I think you're off to a good start, and the more information and detail you provide, the more we can offer suggestions.

Here's a couple from me. I would ditch the "let me guess where you're from" opener for now. You seem to have more success by asking a question rather than putting yourself immediately in the hot seat.

Going with that concept, start thinking about your conversations differently with every person you meet. Ask follow-up questions to people who intrigue you. If you can tell they are boring or not interested, these are cold opportunities from the beginning. Just move on to the next one. As was mentioned, start having fun. People that don't like you or are boring are certainly not fun.

Regarding follow up questions: if you are going to be able to ask them you have to improve your in-person listening skills. You said you can do it on the phone, so my guess is you're spending too much time inside your own head instead of on the other person. For example, if you said that you'd like to do some traveling after graduation, and she says "I love to travel" you might ask if she could go anywhere in the world, where would you go? She responds with xxxx.
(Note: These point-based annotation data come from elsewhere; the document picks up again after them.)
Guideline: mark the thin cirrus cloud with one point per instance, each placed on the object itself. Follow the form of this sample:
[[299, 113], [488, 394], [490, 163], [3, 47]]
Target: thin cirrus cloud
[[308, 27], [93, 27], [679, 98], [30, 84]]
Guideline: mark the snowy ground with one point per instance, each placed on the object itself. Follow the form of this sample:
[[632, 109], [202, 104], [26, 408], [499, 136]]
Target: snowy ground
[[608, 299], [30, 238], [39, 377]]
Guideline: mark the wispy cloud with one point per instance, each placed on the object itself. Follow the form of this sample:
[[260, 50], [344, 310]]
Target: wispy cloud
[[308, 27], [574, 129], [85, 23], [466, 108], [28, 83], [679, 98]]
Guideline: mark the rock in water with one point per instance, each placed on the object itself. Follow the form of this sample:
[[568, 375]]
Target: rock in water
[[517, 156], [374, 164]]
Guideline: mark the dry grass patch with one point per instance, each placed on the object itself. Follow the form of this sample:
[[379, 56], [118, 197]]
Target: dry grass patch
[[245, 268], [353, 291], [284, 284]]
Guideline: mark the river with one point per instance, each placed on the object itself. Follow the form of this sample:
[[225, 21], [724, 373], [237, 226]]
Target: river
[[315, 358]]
A lot of people let it die right there by saying "ya that's cool, I'd go to yyyyy." But instead of thinking about what you'll say, you might ask a thought provoking question such as "Why is going to xxxx important to you?"

Obviously don't sound like a 3-year-old and keep asking "why?" after everything she says, but understanding who she is and if you even want to spend another second of your life on this girl is important.

So the idea is to ask open-ended questions after listening carefully. Say her name a couple times throughout the conversation so you don't forget it. The only time you should be asking questions that can be answered with one word (yes/no) are confirmation questions- and you should be asking them in a way that "yes" is the desired response. Think about these types of things ahead of time. You're not going to ask if she's got a boyfriend. You could ask, Do you live near here? I'm going to see this new band this weekend, wanna go?

When you want her number, just casually take out your phone and create a new contact and say give me your number and let her fill in the info. Then call that number to "make sure you got it right". 95% of girls have their phone sitting on the table because they can't hear it in their purse. Needless to say, it should ring. Then continue the conversation or say you'll continue some other time and then leave. Some people will say that numbers are a waste of time. But for you, I think it will give you some confidence moving forward. If you can get 1 number you can get 100. If you can get 100, you will probably be getting laid and you'll be completely ok with getting blown out by some cunt at the bar because she let you know in 60 seconds what it took some other ex- boyfriend of hers 6 months to figure out. These failures become dodged bullets.

If you get a one night stand out of your approach, that's great. You can get the number in the morning if you want. Or not. Whatever. But if you meet some new cool people to hang out with along the way, that's good too. Being able to add quality people to your life is a great skill to have, no matter if you're fucking them or not.

Stay with it, brother. It gets easier.